“80 jaar geleden stond ik op de dodenlijst. 3 Jaar lang stond ik op de dodenlijst van kamp Westerbork in Drenthe”. Zo startte mevrouw Eva Weyl haar voordracht voor zo’n 150 leerlingen uit de derde klas op het Canisius College. Van de ruim 100.000 gevangen overleefde zij samen met slechts 5000 andere Joden en 32 Roma dit doorgangskamp. Al decennia vertelt zij haar verhaal op middelbare scholen. Een verhaal dat steeds weer verteld moet worden. Famke Buwarda en Michelle van Leeuwe doen verslag van het indrukwekkende verhaal van deze Grande Dame van 88 jaar.
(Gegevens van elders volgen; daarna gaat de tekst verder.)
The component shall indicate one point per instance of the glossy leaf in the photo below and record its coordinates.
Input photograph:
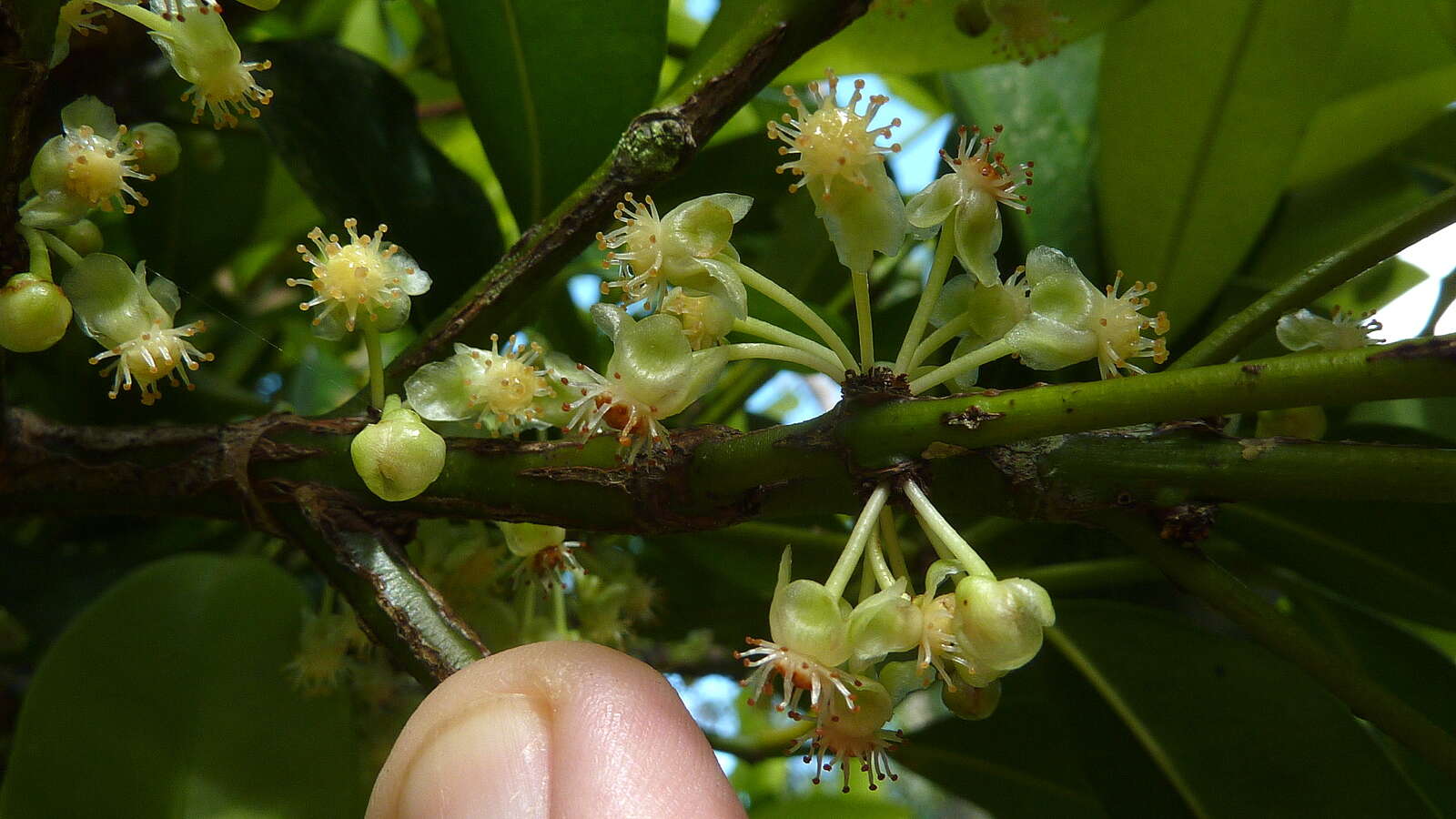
(1237, 731)
(1047, 111)
(357, 150)
(921, 36)
(1375, 288)
(1409, 666)
(189, 229)
(551, 86)
(1385, 560)
(167, 697)
(1394, 73)
(1361, 126)
(1203, 106)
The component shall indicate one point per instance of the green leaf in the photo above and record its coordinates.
(1380, 555)
(1376, 118)
(356, 147)
(1203, 108)
(1018, 763)
(1375, 288)
(1047, 111)
(1409, 666)
(167, 697)
(1237, 731)
(206, 210)
(1433, 419)
(934, 35)
(551, 86)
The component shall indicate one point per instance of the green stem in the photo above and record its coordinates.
(800, 309)
(858, 537)
(944, 252)
(934, 341)
(529, 605)
(775, 332)
(62, 249)
(40, 259)
(558, 608)
(866, 573)
(939, 530)
(1303, 288)
(781, 353)
(961, 365)
(1369, 700)
(1410, 369)
(864, 319)
(376, 365)
(892, 540)
(875, 557)
(389, 596)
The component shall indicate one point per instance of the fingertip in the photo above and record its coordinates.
(552, 729)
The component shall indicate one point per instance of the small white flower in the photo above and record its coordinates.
(368, 276)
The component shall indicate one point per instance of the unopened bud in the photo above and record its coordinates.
(34, 314)
(399, 457)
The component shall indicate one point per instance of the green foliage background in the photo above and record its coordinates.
(1215, 146)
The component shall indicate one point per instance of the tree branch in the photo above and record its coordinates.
(1368, 698)
(655, 146)
(1014, 453)
(400, 611)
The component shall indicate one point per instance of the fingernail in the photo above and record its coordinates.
(492, 760)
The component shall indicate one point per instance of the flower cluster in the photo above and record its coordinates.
(1072, 321)
(91, 165)
(654, 373)
(501, 389)
(839, 663)
(368, 276)
(967, 198)
(135, 321)
(689, 248)
(196, 40)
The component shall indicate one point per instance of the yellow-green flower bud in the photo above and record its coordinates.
(526, 540)
(883, 624)
(654, 373)
(491, 387)
(135, 321)
(34, 314)
(989, 310)
(91, 159)
(689, 247)
(972, 703)
(84, 237)
(1341, 331)
(157, 147)
(967, 198)
(810, 639)
(903, 678)
(844, 169)
(1072, 321)
(399, 457)
(706, 319)
(999, 625)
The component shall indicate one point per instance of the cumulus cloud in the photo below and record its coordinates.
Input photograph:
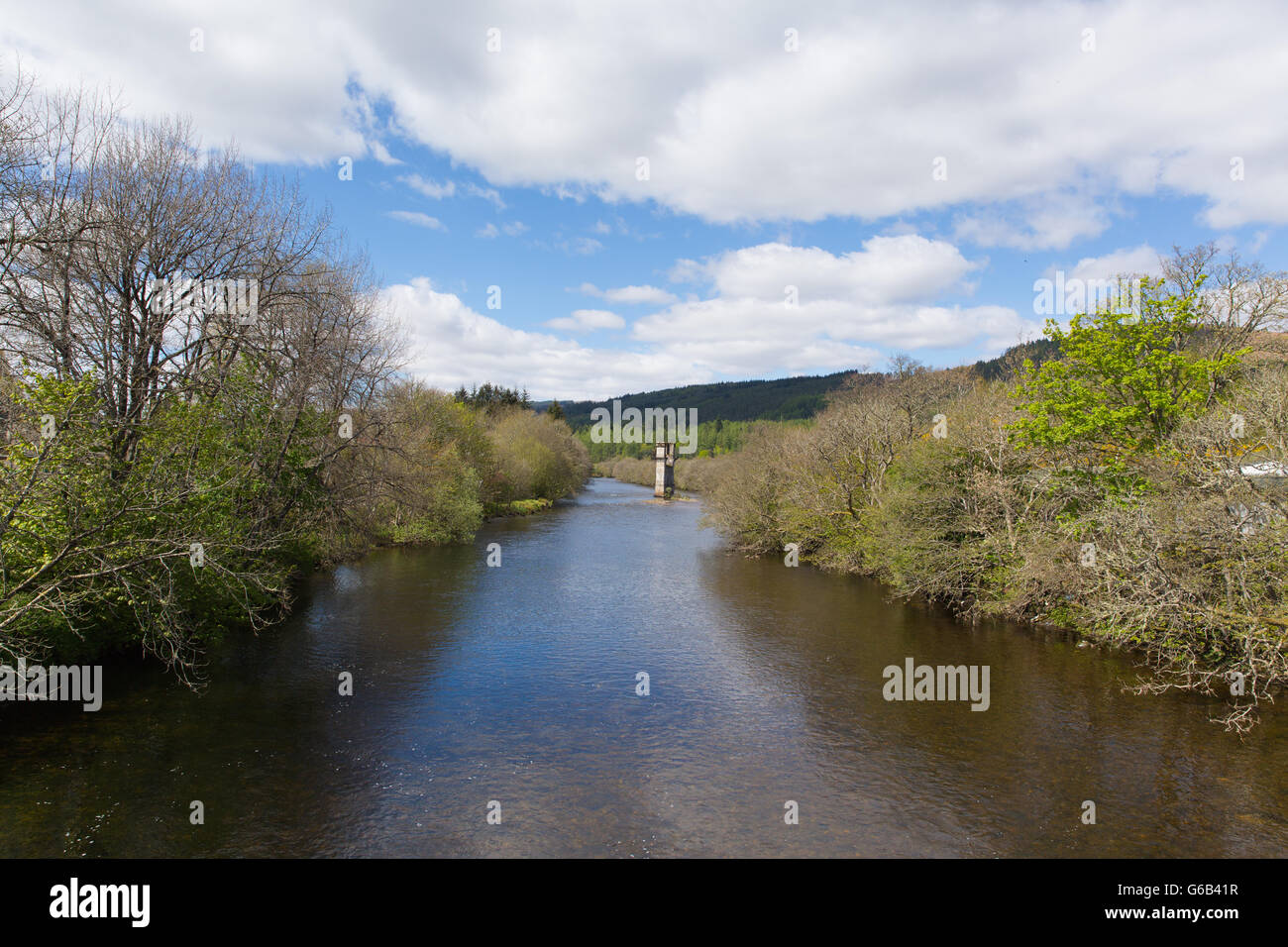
(806, 308)
(630, 295)
(588, 320)
(850, 311)
(451, 346)
(735, 128)
(1137, 261)
(415, 217)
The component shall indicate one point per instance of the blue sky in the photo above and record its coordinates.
(910, 171)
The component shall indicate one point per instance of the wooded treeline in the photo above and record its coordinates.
(1129, 487)
(200, 394)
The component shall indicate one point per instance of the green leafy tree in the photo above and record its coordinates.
(1121, 384)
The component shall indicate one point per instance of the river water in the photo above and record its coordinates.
(516, 685)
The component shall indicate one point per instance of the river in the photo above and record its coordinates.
(516, 685)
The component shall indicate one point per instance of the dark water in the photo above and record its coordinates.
(518, 684)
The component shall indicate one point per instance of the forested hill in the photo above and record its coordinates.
(730, 401)
(780, 399)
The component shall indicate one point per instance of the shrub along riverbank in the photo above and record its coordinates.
(1125, 489)
(200, 397)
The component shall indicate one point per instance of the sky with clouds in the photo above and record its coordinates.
(591, 198)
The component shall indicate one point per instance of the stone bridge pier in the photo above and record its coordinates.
(664, 484)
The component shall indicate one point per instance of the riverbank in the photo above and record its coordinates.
(518, 684)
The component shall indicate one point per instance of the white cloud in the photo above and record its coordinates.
(429, 188)
(415, 217)
(510, 230)
(1137, 261)
(451, 346)
(734, 127)
(630, 295)
(805, 308)
(581, 247)
(853, 308)
(588, 320)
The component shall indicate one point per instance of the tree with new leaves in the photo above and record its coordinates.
(1121, 384)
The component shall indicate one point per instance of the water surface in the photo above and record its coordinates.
(518, 684)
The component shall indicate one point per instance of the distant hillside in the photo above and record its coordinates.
(780, 399)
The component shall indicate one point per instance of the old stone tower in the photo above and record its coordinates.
(664, 484)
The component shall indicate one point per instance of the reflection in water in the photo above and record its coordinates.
(518, 684)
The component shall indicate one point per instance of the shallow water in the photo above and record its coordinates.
(518, 684)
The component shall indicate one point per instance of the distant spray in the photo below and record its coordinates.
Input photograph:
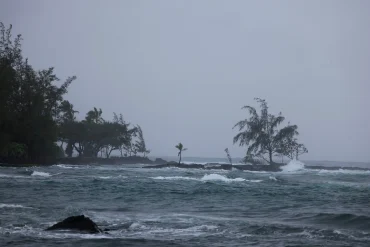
(228, 156)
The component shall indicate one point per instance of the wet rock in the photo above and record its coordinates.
(77, 223)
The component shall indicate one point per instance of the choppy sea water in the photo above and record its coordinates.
(186, 207)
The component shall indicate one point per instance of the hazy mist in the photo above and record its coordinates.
(183, 69)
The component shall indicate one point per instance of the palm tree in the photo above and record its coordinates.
(260, 132)
(68, 113)
(94, 116)
(181, 149)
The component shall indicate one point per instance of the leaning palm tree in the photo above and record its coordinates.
(181, 149)
(95, 116)
(261, 134)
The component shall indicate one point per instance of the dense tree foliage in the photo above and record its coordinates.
(262, 135)
(30, 104)
(35, 118)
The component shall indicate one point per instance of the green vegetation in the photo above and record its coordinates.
(37, 125)
(228, 156)
(262, 135)
(181, 149)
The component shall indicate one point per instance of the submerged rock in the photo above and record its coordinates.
(78, 223)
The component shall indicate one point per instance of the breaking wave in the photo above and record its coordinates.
(208, 177)
(293, 166)
(4, 205)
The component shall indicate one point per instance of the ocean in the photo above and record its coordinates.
(186, 207)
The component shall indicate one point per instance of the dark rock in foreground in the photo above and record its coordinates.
(217, 166)
(78, 223)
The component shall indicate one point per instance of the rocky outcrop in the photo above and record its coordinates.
(76, 223)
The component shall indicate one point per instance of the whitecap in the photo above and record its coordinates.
(10, 176)
(65, 166)
(273, 178)
(174, 178)
(344, 171)
(218, 177)
(4, 205)
(293, 166)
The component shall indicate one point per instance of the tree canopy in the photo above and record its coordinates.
(38, 125)
(262, 135)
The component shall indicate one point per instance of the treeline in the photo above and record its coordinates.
(37, 125)
(95, 136)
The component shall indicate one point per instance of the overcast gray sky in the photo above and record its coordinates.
(183, 69)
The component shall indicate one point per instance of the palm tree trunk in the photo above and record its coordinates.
(270, 156)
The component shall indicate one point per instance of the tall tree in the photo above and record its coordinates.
(95, 116)
(260, 132)
(181, 149)
(29, 102)
(140, 145)
(228, 156)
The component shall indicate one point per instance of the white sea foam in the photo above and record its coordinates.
(218, 177)
(4, 205)
(110, 177)
(174, 178)
(293, 166)
(10, 176)
(273, 178)
(41, 174)
(344, 171)
(65, 166)
(208, 177)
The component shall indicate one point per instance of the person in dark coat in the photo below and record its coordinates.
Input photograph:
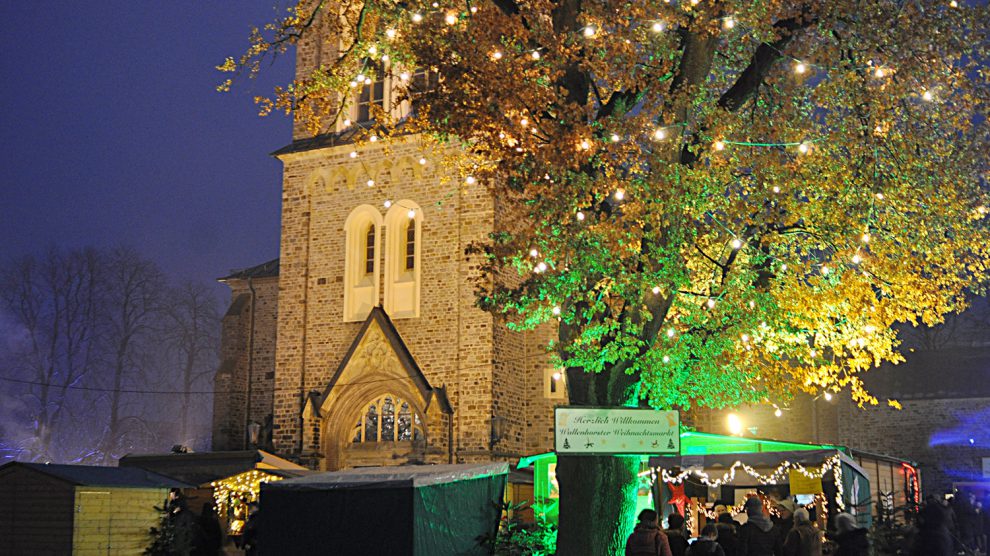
(675, 534)
(933, 538)
(757, 537)
(647, 539)
(209, 534)
(727, 533)
(851, 539)
(803, 539)
(706, 544)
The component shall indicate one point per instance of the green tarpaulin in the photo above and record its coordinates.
(420, 510)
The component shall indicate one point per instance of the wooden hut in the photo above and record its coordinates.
(78, 509)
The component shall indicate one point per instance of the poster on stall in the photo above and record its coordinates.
(599, 430)
(803, 484)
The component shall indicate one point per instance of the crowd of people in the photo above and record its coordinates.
(789, 531)
(944, 527)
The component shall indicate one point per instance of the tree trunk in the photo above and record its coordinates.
(597, 503)
(597, 493)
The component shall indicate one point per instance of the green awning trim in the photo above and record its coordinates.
(703, 443)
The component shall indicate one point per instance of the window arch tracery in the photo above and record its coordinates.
(388, 418)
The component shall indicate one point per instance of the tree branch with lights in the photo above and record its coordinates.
(804, 149)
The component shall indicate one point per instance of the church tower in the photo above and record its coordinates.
(381, 355)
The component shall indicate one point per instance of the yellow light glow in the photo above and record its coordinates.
(734, 424)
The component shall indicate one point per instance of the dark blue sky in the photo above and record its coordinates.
(111, 132)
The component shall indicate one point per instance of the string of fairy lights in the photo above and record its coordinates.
(523, 124)
(830, 466)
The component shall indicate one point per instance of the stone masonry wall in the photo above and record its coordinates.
(451, 340)
(804, 419)
(232, 383)
(934, 433)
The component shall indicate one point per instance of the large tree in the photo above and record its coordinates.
(720, 202)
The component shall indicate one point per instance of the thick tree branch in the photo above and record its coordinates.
(759, 66)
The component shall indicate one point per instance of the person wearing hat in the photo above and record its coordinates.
(727, 532)
(647, 539)
(803, 539)
(757, 537)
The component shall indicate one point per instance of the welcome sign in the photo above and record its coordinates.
(603, 431)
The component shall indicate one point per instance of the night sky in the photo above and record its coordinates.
(112, 133)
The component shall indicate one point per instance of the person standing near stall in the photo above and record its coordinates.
(803, 539)
(757, 537)
(647, 539)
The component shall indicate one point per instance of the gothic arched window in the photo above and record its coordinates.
(369, 250)
(361, 270)
(411, 245)
(388, 419)
(403, 259)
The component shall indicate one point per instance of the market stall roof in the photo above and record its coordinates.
(710, 446)
(203, 467)
(411, 475)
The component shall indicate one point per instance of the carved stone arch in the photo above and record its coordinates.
(377, 363)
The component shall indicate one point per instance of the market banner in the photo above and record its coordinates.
(600, 430)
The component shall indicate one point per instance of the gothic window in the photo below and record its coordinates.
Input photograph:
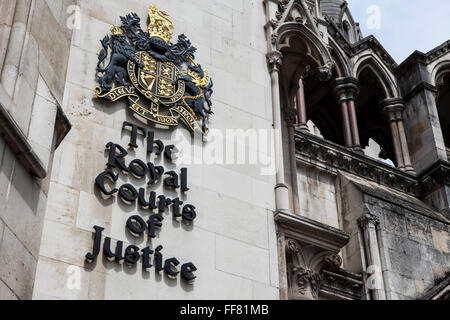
(347, 30)
(443, 103)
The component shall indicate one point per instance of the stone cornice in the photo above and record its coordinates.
(342, 284)
(312, 231)
(423, 58)
(334, 157)
(369, 42)
(436, 176)
(418, 88)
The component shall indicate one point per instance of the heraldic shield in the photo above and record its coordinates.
(160, 79)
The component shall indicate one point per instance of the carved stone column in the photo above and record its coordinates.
(368, 224)
(274, 60)
(346, 91)
(393, 109)
(301, 107)
(16, 41)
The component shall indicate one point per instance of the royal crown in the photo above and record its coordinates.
(160, 25)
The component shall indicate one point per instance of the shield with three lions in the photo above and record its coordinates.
(160, 79)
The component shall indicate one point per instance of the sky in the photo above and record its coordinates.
(403, 26)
Door redactie Mediahuis Nijmegen i.s.m. Michelle van Leeuwe en Famke Buwalda
Mijn moeder was mijn wereld en ik geloofde haar
Januari 1942, de oorlog was bijna twee jaar aan de gang als Eva en haar familie het bericht van de Joodse raad ontvangen dat zij over drie dagen de trein naar Westerbork moeten nemen. Kleine Eva vraagt haar ouders verbaasd wat ze aan het doen zijn als zij allerlei dingen aan het inpakken zijn maar bij het antwoord dat zij krijgt “zodra het zover is vertellen we het je”, laten haar ouders haar in de waan dat zij gaan verhuizen. Voor Eva was dit niet zo erg. Verhuizen betekende tenslotte nieuwe vriendinnetjes krijgen. Pas aan het einde van de reis waarvan zij de laatste zes kilometer naar Westerbork moesten lopen werd Eva bang. Maar haar moeder pakte haar hand en zei dat het allemaal oké was. “En ja, mijn moeder, zo zegt Eva Weyl liefdevol, was mijn wereld en ik geloofde haar”.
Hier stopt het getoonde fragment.